Quick Beef Steak and Vegetable Soup

Yield:
4 servings

Ingredients:

  1. 1 pound boneless beef top sirloin steak (3/4- inch thick)
  2. 3 1/2 cups beef broth
  3. 1/2 pound baby carrots
  4. 1/2 pound russet potatoes, cut into 1/2- inch pieces
  5. 1 large onion, chopped
  6. 1 cup frozen peas
  7. 1/4 cup fresh thyme, coarsely chopped
  8. 2 Tablespoons balsamic or red wine vinegar
  9. 2 teaspoons olive oil
  10. 1/2 teaspoons coarse grind black pepper
Directions:

Cut beef steak lengthwise into 3 pieces, then crosswise into 1/2- inch thick strips.

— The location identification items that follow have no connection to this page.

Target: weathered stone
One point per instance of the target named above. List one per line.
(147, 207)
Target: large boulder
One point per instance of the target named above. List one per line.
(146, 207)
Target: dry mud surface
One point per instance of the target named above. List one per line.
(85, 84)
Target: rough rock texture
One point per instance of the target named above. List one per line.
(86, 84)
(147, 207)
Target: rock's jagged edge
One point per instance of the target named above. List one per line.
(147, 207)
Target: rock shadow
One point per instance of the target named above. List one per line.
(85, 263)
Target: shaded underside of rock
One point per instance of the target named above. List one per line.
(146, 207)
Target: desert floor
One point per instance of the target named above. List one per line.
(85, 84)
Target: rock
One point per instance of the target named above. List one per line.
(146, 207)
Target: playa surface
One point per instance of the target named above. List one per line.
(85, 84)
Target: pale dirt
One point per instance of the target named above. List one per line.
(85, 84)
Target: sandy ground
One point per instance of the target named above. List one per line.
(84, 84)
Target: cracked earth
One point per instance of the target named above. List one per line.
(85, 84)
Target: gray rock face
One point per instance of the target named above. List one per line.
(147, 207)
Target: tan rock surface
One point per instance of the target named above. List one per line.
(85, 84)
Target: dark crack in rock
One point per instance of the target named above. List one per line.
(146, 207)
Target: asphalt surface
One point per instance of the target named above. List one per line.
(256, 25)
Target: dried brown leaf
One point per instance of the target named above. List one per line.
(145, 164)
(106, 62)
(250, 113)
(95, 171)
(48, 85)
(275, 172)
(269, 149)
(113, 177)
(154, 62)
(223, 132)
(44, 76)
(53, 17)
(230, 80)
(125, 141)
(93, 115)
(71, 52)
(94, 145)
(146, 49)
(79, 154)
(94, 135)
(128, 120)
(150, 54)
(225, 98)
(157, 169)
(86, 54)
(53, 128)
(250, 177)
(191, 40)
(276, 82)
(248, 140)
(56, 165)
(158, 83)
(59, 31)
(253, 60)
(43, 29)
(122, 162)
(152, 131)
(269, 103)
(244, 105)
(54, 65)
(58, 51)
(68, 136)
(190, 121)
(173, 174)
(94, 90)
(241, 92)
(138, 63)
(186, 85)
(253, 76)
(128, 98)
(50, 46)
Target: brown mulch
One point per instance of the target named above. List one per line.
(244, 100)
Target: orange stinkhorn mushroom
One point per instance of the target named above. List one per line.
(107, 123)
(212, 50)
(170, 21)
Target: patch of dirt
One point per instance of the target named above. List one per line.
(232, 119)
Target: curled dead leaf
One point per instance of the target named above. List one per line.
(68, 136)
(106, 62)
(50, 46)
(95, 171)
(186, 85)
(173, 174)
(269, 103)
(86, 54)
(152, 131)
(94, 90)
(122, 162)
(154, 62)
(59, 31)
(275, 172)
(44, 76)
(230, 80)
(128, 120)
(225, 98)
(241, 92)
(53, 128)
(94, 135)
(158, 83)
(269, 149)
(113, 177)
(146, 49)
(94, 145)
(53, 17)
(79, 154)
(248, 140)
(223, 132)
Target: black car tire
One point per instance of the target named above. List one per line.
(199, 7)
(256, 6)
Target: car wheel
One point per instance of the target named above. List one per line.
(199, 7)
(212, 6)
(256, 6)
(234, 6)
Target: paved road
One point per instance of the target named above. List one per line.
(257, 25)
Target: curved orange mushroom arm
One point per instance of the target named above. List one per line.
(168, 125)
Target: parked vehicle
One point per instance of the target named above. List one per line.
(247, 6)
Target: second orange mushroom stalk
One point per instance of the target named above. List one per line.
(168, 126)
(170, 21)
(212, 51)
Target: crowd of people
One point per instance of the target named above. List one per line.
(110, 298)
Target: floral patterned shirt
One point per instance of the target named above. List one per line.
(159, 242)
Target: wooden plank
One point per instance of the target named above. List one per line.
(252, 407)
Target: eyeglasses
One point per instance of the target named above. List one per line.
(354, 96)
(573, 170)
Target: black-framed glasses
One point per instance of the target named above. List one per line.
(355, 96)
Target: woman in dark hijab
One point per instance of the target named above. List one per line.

Combine broth, carrots, potatoes, onion and peas in large saucepan; bring to a boil. Reduce heat; simmer, uncovered, 15 minutes or until vegetables are tender. Stir in thyme and vinegar.

Meanwhile heat oil in large nonstick skillet over medium-high heat until hot. Add 1/2 of beef; stir-fry 2 to 3 minutes or until outside surface of beef is no longer pink. Remove from skillet. Repeat with remaining beef. Season with pepper.

Divide beef evenly among four soup bowls. Ladle vegetable-broth mixture over beef. Serve immediately.